Reproduces an excellent article by Dr Harold Merskey, first published in Advances in Psychiatric Treatment, (vol 4, 253-262, 369-371) entitled Prevention and Management of False Memory Syndrome.
Correspondence
One happy ending
A short message from our Secretary, Mrs Colleen Waugh
COSA has been working closely with families who have felt the keen edge of the sword that brought hurt and devastation to them due to false accusations of sexual abuse. Lately we have been receiving letters from some of these families telling us of their reconciliations. These are the letters we have been hoping would eventuate when truth and understanding returns.
One such letter said:
Our family member is home with us and we are slowly getting our lives in order again… Thank you for knowledge gained from COSA…. wish you all well…

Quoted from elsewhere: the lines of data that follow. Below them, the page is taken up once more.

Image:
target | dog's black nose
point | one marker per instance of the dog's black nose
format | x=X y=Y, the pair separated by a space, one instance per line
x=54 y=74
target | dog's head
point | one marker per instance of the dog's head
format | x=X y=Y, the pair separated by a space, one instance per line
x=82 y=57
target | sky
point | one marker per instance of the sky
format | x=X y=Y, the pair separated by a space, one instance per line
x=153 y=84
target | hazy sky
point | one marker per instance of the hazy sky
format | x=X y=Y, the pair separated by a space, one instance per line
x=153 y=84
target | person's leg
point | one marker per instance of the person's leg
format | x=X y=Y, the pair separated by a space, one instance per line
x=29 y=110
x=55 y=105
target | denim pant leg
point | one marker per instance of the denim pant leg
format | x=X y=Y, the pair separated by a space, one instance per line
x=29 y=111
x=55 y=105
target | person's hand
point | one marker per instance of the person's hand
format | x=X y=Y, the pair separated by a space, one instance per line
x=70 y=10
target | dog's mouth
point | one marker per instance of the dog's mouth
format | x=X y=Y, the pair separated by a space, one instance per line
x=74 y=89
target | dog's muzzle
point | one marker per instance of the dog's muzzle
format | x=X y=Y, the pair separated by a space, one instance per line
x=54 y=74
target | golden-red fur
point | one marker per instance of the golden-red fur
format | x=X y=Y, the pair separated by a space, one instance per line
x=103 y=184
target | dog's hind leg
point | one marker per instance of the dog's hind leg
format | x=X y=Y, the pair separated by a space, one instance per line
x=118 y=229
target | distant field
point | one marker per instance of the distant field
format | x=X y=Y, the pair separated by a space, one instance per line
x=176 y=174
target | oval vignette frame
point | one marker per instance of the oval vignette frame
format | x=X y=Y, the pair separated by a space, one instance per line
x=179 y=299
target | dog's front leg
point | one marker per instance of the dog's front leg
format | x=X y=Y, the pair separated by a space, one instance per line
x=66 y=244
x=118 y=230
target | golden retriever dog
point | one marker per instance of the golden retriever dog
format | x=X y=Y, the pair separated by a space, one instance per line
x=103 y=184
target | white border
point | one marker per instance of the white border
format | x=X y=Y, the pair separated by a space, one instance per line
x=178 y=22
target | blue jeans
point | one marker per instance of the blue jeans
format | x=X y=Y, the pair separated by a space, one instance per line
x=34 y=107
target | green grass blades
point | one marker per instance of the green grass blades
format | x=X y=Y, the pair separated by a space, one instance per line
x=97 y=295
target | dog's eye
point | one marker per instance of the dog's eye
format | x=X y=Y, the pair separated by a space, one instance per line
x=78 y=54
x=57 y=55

Indictment– the McMartin Trial
This letter was sent to media all over the country
Dear Sir
I wonder how many saw Oliver Stone’s film, "Indictment- the McMartin Trial" on TV2 last week.. It was a fact-based drama of a family victimised by a modern day witch-hunt ignited and fuelled by public belief in ritual-satanic-abuse.
After spending up to seven years in prison without bail, not one of the McMartin family was convicted. Fortunately, ritual-satanic-abuse belief has all but died out except in a few countries such as Canada. Or has it?
Our own shameful depravity, the Peter Ellis debacle, all but swept under the carpet, still festers on to the lasting guilt of everyone of us.
Parallels with the McMartin case can be drawn, such as the leading role of the media, the credibility and conduct of the investigators, the absence of corroborative physical evidence, and the jury’s blind belief in stories by children, after hours of suggestive interrogation of them by dubiously qualified counsellors using medically discredited methods.
The disgraceful difference is that in our country, the accused was convicted and incarcerated.
This case will one day stand alongside the Thomas case as one of New Zealand’s most heinous miscarriages of justice.
And then we will all ask ourselves how we could have allowed it to happen.
Neil McKenzie, Tauranga.
COSA is at a crossroads
COSA is at a crossroads. The organisation has been spectacularly successful in witnessing an epidemic of people who have become casualties of sexual allegations; in supporting those people; in raising awareness of the issues which have caused the epidemic; and lastly in recently witnessing a significant decline in the number of people who are becoming casualties.
Where does this situation leave the organisation COSA as the year 2000 approaches? Clearly every organisation needs to adapt to the times, and not be trapped by requirements that are no longer relevant.
I would not like to see COSA be trapped in the past and justify it’s existence by distortion of statistics as Rape Crisis has been guilty of in the last year. There are still concerns about false allegations that need to be articulated, and there are still problems with counselling practices in NZ.
But I think the way forward is to acknowledge that the main ongoing need will be to provide support and understanding for individuals. Local support groups, either under the COSA name, or under the umbrella of other support organisations can achieve this, and still allow for the provision of informed comment on issues of concern. There is no longer so much of a significant need for a national organisation.